Voici donc les jeunes minutieusement épluchés, nets et libres. Ils sont blancs. Leur longueur, du front au bout de la queue, mesure neuf millimètres chez le Scorpion languedocien, et quatre chez le noir. A mesure que la toilette libératrice est terminée, ils montent, maintenant l’un, maintenant l’autre, sur l’échine maternelle, en se hissant sans grande hâte le long des pinces que la Scorpionne maintient couchées à terre afin de faciliter l’escalade. Étroitement groupés l’un contre l’autre, emmêlés au hasard, ils forment sur le dos de la mère nappe continue. A la faveur de leurs griffettes, ils ont assez solide installation. On éprouve quelque difficulté à les balayer du bout d’un pinceau sans brutaliser quelque peu les débiles créatures. En cet état, monture et charge ne bougent ; c’est le moment d’expérimenter.
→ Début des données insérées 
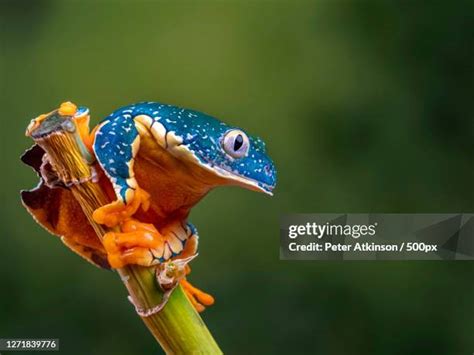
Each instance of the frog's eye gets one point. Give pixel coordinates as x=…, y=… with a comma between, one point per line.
x=236, y=143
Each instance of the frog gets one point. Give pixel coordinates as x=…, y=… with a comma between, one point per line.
x=156, y=161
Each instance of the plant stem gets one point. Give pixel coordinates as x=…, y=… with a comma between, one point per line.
x=177, y=327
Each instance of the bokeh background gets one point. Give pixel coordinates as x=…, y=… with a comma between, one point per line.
x=366, y=106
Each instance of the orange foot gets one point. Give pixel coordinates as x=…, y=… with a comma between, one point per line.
x=133, y=245
x=116, y=212
x=198, y=298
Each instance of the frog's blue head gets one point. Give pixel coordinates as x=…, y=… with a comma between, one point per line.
x=231, y=153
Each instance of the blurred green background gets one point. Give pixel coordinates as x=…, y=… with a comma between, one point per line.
x=366, y=106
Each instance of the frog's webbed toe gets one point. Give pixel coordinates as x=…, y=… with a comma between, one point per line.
x=142, y=244
x=116, y=144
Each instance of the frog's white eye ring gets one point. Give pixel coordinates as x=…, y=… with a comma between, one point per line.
x=236, y=143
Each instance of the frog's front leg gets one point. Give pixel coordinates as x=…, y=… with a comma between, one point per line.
x=142, y=244
x=116, y=144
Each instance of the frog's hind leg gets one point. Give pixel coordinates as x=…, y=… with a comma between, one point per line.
x=198, y=298
x=116, y=144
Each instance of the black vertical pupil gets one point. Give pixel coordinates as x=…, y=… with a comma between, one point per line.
x=239, y=141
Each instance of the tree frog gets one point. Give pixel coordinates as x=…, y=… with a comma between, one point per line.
x=157, y=161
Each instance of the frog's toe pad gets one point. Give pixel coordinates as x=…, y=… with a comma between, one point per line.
x=117, y=212
x=133, y=245
x=199, y=299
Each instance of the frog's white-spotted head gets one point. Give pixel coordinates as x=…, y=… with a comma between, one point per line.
x=229, y=152
x=225, y=151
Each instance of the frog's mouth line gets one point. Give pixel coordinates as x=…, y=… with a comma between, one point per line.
x=244, y=181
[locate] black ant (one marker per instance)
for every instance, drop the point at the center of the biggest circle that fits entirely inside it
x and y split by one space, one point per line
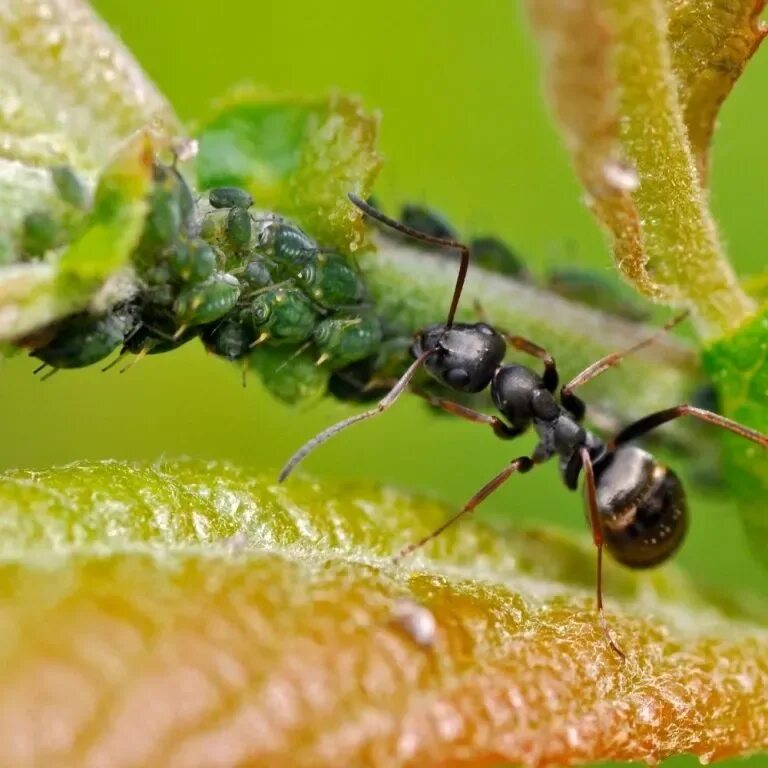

La Scorpionne vêtue de ses petits assemblés en mantelet de mousseline blanche est spectacle digne d’attention. Elle se tient immobile, la queue hautement convolutée. Si j’approche de la famille un fétu de paille, à l’instant elle lève les deux pinces dans une attitude courroucée, rarement prise lorsqu’il s’agit de sa propre défense. Les deux poings se dressent en posture de boxe, les tenailles s’ouvrent toutes grandes, prêtes à la riposte. La queue rarement est brandie ; sa brusque détente commotionnerait l’échine et ferait peut-être choir une partie de la charge. La menace des poings suffit, hardie, soudaine, imposante.

Ma curiosité n’en tient compte. Je fais choir l’un des petits et le mets en face de la mère, à un travers de doigt de distance. Celle-ci n’a pas l’air de se préoccuper de l’accident ; immobile elle était, immobile elle reste. Pourquoi s’émouvoir de cette chute ? Le précipité saura bien se tirer d’affaire tout seul. Il gesticule, s’agite ; puis, trouvant à sa portée l’une des pinces maternelles, il y grimpe assez prestement et regagne l’amas de ses frères. Il se remet en selle, mais sans déployer, de bien s’en faut, l’agilité des fils de la Lycose, écuyers versés dans la haute voltige.

L’épreuve est reprise plus en grand. Cette fois je fais choir une partie de la charge ; les petits sont éparpillés, non bien loin. Il y a un moment d’hésitation assez prolongé. Tandis que la marmaille erre sans trop savoir où aller, la mère s’inquiète enfin de l’état des choses. De ses deux bras — j’appelle de ce nom les palpes à pinces, — de ses bras assemblés en demi-cercle, elle ratisse, elle écume le sable pour amener devers elle les égarés. Cela se fait gauchement, à la grossière, sans nul souci d’écrasement. La poule, d’un tendre cri d’appel, fait rentrer au giron les poussins écartés ; la Scorpionne rassemble sa famille d’un coup de râteau. Tout le monde est sauf néanmoins. Aussitôt en contact avec la mère, on grimpe, on reforme le groupe dorsal.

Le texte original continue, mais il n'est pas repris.